In The Politics of Autism, I discuss the day-to-day challenges facing autistic people and their families.

From UC San Diego:

Nearly 90% of researchers who develop robots for autistic people didn’t bother to ask autistic people if they need the technologies, says Naba Rizvi, a computer science Ph.D. student in the University of California Jacobs School of Engineering and a self-identifying autistic woman.

Rizvi, who is with the Department of Computer Science and Engineering, raises this point in an impassioned video and in her work that investigates the stereotypes about neurodiversity perpetuated by computer science research. She is the first author of a new study, “Are Robots Ready to Deliver Autism Inclusion?: A Critical Review,” presented recently at the Association of Computing Machinery (ACM) CHI conference on Human Factors in Computing Systems.

In the qualitative study, Rizvi and her colleagues analyzed 142 human-robot interaction (HRI) papers published between 2016 to 2022 that explicitly identified autistic people as the end-users. They sought to determine whether autism is stigmatized in HRI research and to pinpoint how systemic social inequalities could be reproduced by them.

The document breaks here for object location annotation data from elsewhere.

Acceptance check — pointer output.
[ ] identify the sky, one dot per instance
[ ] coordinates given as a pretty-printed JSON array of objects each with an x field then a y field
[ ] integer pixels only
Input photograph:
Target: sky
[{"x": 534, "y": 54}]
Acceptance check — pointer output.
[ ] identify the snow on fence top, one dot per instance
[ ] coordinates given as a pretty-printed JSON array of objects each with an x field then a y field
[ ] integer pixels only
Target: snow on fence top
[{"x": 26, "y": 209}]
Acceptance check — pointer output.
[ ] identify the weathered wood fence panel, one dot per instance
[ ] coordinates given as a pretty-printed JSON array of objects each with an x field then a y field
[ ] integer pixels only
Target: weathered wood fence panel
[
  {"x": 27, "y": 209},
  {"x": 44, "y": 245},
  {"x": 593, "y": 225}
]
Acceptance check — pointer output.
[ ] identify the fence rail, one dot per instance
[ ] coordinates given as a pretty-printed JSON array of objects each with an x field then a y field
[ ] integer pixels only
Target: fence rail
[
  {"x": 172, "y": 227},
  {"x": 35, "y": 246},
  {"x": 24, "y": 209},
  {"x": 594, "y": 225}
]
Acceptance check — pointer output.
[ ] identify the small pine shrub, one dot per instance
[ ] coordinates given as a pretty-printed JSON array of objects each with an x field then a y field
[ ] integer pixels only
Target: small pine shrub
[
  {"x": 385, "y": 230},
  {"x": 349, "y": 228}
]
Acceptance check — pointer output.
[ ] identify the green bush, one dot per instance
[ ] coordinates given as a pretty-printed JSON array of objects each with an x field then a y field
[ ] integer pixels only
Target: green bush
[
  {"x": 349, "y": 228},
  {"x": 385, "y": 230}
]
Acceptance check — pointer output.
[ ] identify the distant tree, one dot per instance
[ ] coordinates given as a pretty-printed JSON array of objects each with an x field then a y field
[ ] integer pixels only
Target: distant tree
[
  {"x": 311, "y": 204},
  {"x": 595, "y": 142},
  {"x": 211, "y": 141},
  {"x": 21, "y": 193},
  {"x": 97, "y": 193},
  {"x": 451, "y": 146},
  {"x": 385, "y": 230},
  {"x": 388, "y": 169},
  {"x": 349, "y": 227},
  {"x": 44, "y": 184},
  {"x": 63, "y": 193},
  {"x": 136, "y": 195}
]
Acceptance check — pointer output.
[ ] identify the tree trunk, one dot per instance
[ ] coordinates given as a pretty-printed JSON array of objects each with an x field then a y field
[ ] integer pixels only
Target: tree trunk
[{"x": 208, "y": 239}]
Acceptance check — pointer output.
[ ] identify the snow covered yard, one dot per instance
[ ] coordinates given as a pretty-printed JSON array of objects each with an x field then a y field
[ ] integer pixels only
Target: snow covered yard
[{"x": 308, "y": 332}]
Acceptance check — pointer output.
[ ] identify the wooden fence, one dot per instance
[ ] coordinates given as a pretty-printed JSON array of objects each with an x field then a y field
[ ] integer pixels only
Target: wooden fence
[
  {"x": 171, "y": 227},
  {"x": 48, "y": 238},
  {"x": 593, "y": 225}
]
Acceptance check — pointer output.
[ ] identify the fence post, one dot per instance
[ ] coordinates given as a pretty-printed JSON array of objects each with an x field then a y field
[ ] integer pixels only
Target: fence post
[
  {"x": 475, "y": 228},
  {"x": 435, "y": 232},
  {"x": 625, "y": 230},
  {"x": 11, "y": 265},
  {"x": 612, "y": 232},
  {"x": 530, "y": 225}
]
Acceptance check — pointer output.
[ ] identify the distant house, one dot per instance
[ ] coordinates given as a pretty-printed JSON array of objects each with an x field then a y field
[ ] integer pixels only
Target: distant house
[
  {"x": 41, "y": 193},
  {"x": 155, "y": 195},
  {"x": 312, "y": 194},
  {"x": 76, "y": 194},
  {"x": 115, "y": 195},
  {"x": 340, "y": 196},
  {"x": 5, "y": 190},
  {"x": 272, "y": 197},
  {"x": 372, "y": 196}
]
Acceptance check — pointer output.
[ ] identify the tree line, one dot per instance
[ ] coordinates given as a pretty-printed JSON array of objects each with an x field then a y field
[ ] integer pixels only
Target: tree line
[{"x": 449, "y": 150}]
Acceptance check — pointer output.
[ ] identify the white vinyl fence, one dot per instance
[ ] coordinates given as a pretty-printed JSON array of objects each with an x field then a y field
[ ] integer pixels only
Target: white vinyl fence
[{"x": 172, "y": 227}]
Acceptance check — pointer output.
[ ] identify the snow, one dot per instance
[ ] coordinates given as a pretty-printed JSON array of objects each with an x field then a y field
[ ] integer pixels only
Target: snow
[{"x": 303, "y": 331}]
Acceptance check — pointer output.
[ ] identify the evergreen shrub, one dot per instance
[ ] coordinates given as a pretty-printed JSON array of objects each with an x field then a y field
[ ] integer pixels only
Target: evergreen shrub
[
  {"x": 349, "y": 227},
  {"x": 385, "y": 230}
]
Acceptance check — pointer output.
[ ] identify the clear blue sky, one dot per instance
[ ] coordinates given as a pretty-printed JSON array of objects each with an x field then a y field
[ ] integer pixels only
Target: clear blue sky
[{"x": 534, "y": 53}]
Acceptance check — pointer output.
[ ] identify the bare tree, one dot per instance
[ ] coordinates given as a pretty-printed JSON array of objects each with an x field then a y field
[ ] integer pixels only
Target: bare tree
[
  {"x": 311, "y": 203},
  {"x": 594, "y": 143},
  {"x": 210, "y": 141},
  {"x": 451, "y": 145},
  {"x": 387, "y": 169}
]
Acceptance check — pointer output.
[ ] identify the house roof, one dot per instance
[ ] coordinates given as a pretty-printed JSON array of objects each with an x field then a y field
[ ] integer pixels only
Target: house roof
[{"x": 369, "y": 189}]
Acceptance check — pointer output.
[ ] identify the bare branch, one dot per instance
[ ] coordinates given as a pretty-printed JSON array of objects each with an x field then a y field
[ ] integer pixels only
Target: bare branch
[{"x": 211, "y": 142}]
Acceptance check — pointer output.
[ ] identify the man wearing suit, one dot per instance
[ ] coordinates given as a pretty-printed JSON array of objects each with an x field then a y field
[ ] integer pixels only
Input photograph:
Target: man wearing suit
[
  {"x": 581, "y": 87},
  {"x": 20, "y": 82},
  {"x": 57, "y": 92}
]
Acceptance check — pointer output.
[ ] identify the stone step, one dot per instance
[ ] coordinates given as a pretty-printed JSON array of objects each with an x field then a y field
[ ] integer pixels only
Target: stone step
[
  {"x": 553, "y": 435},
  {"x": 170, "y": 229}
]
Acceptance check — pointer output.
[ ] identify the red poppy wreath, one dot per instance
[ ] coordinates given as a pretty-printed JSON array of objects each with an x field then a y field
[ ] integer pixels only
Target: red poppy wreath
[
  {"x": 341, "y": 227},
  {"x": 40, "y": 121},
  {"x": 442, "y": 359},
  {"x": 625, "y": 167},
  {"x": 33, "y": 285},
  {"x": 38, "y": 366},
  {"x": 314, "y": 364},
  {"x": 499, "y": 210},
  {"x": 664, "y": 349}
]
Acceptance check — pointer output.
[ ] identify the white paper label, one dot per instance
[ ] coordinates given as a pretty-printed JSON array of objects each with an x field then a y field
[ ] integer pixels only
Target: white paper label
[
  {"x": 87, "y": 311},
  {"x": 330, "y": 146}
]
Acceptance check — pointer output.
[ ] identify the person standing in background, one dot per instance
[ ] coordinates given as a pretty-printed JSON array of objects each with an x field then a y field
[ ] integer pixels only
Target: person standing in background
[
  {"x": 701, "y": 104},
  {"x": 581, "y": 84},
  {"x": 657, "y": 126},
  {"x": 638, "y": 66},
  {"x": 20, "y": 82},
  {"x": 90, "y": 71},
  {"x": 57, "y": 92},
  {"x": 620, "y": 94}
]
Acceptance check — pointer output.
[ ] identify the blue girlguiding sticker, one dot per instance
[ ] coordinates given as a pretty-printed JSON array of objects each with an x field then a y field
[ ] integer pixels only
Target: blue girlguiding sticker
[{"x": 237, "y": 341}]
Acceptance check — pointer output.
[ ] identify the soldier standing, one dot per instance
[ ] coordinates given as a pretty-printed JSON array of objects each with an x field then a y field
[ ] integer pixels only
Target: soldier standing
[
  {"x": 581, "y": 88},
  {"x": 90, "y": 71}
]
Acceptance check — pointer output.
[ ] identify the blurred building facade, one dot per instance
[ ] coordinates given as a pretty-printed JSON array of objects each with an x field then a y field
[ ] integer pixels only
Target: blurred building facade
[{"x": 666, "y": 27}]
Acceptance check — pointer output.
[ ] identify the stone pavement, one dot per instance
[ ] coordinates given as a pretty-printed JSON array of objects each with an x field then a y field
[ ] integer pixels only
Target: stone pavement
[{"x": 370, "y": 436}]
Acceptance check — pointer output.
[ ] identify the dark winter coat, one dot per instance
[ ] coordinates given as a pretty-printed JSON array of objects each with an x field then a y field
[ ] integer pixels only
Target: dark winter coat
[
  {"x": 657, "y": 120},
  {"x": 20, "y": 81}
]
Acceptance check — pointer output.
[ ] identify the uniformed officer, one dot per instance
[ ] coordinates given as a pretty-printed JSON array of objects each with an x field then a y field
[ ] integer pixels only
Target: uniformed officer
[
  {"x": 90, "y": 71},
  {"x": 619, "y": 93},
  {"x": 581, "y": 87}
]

The team concluded that HRI research papers within their main corpus stigmatize autism and exclude the perspectives of autistic people. Roughly 93.5% of the research in the six-year period applied a model that pathologizes autism– focusing on “treating” autism as an illness– while many of the papers perpetuated gender and age biases as well as power imbalances. Meanwhile, fewer than 10% of the papers included a representative sample of women with autism.